Menurut AAP, rekomendasi perawatan pasa resusitasi adalah STABLE (sugar
and safe care, temperature, airway, blood pressure, laboratory, and emotional
support). Sugar and safe care adalah langkah untuk menstabilkan gula darah
neonatus. Target gula darah pada neonatus adalah 50-110 mg/dL. Temperature
dilakukan untuk menghindari kondisi bayi hipotermia. Dilakukan dengan cara
meletakkan bayi dalam inkubator dengan suhu 34 oC menggunakan selimut untuk
menutupi bayi serta pengaturan dan pemantauan suhu badan agar tetap berada di
suhu 35,5-37,5oC. Airway dilakukan upaya untuk membuka alveoli paru. Selain itu
dilakukan penilaian apakah ada terjadi kegawatan napas menggunakan skor Down.
Beberapa pemeriksaan penunjang yang bisa membantu menilai kegawatan napas
adalah pemeriksaan darah tepi dengan hitung jenis, pengukuran glukosa secara
serial, serta AGD bila terdapat kecurigaan distress pernapasan. Tatalaksana distres
pernafasan pada neonatus secara umum yaitu rawat di inkubator untuk
mempertahankan suhu tubu neonatus, oksigenasi untuk mempertahankan saturasi
oksigen (95-98%) dengan metode C-PAP, puasa peroral dengan memberikan cairan
parenteral dengan D10% mulai dari 60 cc/kgBB/hari, serta pemberian antibiotik.

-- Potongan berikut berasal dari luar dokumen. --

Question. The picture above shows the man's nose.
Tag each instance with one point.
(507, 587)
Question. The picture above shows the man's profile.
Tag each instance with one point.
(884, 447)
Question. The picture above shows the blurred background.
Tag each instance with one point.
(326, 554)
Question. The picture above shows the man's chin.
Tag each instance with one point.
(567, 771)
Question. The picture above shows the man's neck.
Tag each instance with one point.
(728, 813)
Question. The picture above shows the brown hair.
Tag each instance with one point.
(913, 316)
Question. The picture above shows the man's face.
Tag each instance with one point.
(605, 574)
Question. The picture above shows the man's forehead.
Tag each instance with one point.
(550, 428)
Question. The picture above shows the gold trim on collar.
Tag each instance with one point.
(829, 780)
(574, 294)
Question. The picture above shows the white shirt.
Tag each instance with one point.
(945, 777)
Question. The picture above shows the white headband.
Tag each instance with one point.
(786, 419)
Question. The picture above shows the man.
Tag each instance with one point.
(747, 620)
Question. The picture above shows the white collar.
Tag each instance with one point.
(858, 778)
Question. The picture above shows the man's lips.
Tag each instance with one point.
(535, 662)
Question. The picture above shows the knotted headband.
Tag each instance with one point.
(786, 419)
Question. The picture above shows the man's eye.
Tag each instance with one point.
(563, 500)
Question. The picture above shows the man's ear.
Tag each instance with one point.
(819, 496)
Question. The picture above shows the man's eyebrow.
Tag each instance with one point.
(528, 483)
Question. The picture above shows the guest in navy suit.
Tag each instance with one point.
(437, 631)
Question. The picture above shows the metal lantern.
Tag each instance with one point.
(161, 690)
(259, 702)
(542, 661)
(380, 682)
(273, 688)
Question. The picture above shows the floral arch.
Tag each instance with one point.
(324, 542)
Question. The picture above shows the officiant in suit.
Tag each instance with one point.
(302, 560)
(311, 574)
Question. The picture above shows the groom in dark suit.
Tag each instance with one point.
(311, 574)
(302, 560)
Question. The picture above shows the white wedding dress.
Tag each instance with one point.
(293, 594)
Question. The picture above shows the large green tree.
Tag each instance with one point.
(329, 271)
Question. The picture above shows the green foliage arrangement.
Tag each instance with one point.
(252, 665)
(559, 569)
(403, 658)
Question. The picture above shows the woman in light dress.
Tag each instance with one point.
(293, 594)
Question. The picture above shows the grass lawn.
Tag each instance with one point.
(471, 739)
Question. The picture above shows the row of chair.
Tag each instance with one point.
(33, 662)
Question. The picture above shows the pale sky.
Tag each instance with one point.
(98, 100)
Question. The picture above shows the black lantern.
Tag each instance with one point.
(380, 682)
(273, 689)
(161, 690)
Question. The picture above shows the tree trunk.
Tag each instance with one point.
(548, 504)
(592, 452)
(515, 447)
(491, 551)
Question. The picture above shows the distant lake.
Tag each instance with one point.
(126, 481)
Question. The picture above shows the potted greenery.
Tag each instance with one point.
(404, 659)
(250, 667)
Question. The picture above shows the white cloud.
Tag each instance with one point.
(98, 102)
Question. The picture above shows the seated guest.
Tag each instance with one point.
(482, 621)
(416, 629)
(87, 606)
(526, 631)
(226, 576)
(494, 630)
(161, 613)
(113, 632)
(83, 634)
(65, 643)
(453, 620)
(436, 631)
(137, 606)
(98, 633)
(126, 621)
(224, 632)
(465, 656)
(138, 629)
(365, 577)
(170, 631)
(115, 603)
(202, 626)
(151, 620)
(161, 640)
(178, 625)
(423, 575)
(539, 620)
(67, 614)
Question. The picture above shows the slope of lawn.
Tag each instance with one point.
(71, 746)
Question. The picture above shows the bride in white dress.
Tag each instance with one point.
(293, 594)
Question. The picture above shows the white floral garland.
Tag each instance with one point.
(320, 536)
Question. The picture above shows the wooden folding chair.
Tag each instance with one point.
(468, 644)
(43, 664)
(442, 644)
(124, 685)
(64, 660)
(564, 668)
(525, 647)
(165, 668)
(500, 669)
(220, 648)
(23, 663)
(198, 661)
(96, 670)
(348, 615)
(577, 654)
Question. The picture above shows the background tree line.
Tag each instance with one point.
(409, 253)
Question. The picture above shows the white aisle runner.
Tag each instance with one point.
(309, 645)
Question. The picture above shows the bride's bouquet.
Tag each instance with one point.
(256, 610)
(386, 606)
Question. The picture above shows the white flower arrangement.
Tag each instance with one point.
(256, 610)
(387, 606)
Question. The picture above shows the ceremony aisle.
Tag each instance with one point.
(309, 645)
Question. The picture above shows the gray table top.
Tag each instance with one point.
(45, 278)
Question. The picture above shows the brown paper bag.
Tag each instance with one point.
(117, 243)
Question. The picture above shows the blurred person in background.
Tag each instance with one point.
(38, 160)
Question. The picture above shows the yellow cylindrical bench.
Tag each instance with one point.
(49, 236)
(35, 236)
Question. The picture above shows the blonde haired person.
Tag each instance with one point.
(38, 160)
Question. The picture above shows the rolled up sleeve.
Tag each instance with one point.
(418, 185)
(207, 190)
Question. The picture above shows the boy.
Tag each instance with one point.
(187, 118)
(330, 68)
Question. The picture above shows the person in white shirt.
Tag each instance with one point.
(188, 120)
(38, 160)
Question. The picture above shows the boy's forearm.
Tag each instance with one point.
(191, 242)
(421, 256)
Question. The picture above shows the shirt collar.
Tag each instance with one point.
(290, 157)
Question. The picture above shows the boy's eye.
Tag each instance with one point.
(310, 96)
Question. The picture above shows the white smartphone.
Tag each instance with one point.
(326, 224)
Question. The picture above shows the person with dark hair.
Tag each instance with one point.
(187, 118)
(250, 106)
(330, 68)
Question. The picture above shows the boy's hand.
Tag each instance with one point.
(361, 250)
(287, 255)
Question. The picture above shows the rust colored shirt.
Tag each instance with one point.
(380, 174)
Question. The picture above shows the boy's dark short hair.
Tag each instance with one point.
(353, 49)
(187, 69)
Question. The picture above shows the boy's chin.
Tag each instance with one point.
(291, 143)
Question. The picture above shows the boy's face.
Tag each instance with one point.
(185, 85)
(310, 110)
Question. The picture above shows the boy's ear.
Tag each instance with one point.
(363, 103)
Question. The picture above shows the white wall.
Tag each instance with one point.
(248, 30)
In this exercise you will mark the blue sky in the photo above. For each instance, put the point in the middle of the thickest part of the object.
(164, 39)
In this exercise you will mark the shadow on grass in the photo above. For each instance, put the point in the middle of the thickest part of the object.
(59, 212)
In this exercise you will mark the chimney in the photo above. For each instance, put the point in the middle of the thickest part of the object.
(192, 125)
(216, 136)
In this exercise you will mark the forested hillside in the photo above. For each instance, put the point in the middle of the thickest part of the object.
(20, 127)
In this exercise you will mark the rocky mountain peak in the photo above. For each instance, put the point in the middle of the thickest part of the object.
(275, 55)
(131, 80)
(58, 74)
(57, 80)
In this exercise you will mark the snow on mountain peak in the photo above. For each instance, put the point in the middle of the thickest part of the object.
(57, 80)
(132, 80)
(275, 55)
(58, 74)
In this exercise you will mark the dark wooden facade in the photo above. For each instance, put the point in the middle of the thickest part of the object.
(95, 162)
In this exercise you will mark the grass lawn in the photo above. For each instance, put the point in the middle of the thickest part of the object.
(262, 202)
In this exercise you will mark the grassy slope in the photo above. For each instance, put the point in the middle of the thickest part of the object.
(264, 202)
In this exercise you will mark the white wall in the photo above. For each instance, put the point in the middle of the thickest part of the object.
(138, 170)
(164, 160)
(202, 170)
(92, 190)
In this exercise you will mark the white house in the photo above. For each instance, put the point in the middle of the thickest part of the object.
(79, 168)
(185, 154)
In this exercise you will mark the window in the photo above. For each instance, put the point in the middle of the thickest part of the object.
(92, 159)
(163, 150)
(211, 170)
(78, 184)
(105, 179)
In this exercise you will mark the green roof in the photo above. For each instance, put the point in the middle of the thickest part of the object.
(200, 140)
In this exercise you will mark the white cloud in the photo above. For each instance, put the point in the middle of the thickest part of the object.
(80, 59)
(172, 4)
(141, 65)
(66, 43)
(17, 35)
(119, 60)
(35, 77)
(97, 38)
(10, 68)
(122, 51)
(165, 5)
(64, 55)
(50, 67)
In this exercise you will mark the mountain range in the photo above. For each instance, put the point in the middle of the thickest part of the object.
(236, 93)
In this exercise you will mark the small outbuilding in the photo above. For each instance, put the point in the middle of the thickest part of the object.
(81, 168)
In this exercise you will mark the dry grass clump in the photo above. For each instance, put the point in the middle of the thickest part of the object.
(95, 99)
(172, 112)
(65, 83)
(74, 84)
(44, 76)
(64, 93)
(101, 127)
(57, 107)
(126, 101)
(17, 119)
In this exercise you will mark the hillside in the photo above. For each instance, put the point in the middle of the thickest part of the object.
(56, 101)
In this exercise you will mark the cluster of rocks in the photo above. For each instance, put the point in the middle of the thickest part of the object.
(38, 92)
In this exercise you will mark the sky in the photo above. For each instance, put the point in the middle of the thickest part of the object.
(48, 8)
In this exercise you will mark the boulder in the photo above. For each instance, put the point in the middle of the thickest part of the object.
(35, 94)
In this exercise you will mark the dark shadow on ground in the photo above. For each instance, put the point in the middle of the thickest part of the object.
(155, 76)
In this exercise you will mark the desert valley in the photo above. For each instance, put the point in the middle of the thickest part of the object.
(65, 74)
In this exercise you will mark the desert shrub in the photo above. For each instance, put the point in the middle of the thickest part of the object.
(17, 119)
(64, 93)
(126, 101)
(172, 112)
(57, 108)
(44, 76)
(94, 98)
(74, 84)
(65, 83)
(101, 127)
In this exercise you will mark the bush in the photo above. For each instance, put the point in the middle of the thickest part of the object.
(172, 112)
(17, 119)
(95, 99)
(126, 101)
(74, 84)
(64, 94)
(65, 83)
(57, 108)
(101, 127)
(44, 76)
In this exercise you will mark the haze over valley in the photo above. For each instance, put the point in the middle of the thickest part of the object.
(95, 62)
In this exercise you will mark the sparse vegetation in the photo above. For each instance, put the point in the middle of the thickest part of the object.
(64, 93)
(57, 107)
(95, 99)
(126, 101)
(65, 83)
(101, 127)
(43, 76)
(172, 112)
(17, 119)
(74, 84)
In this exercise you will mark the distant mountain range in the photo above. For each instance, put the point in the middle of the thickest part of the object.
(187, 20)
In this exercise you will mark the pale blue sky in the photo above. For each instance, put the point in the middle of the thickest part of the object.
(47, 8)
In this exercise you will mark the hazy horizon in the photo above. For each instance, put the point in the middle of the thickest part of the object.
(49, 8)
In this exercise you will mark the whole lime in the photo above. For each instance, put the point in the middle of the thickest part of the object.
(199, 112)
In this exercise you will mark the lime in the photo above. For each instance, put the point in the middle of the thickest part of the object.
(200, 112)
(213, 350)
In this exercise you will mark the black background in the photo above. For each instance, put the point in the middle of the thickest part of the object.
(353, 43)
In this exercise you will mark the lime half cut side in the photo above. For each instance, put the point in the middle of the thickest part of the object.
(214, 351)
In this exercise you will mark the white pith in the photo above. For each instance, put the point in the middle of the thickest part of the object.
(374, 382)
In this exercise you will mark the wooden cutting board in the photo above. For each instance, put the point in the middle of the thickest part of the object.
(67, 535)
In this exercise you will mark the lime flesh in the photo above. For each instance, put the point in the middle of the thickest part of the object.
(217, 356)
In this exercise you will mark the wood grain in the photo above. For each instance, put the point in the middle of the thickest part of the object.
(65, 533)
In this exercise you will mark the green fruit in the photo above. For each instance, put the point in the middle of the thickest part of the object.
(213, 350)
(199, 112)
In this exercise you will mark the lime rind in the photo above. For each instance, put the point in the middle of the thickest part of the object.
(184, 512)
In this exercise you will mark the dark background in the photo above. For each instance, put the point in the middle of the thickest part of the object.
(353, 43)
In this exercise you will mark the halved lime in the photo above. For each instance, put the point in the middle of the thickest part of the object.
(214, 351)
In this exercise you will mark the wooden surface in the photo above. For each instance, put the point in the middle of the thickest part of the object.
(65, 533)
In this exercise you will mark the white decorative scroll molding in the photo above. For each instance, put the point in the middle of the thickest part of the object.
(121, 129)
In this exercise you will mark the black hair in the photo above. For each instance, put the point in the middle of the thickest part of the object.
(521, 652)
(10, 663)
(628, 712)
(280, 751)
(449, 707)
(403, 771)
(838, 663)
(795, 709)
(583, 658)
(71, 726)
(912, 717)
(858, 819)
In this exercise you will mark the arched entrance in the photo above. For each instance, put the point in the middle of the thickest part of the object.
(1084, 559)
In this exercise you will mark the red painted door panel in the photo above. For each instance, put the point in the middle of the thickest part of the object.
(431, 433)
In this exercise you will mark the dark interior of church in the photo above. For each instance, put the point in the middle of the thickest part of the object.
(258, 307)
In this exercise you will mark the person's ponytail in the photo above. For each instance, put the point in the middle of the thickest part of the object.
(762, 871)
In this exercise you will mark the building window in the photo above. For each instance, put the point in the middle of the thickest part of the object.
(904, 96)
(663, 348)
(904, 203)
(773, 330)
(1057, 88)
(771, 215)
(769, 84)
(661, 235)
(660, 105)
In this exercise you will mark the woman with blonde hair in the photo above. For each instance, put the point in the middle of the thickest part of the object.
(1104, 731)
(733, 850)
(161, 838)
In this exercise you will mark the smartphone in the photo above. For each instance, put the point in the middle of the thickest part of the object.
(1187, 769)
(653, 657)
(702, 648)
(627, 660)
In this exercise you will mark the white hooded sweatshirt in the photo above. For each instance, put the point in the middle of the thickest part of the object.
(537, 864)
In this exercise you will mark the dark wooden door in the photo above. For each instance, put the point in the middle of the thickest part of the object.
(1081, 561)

Blood pressure, pada bayi dapat terjadi syok kaena gangguan perfusi dan gangguan
oksigenasi organ. Penyebab terseringnya adalah kehilangand arah saat persalinan,
kehilangan darah setelah lahir, dan dehidrasi. Gejala syok dini berupa gangguan
napas. Laboratory adalah sebagai perawatan selanjutnya dengan melakukan
pemeriksaan laboratorium untuk mencari kemungkinan infeksi. Pemeriksaan
laboratorium yang dilakukan adalah hitung jenis, leukosit, trombosit, dan kultur
darah. Emotional support adalah dengan memberikan edukasi kepada orangtua
tentang kondisi anak agar orangtua lebih siap menerima kondisi bayi saat ini dan
kemungkinan buruk yang dapat terjadi selanjutnya.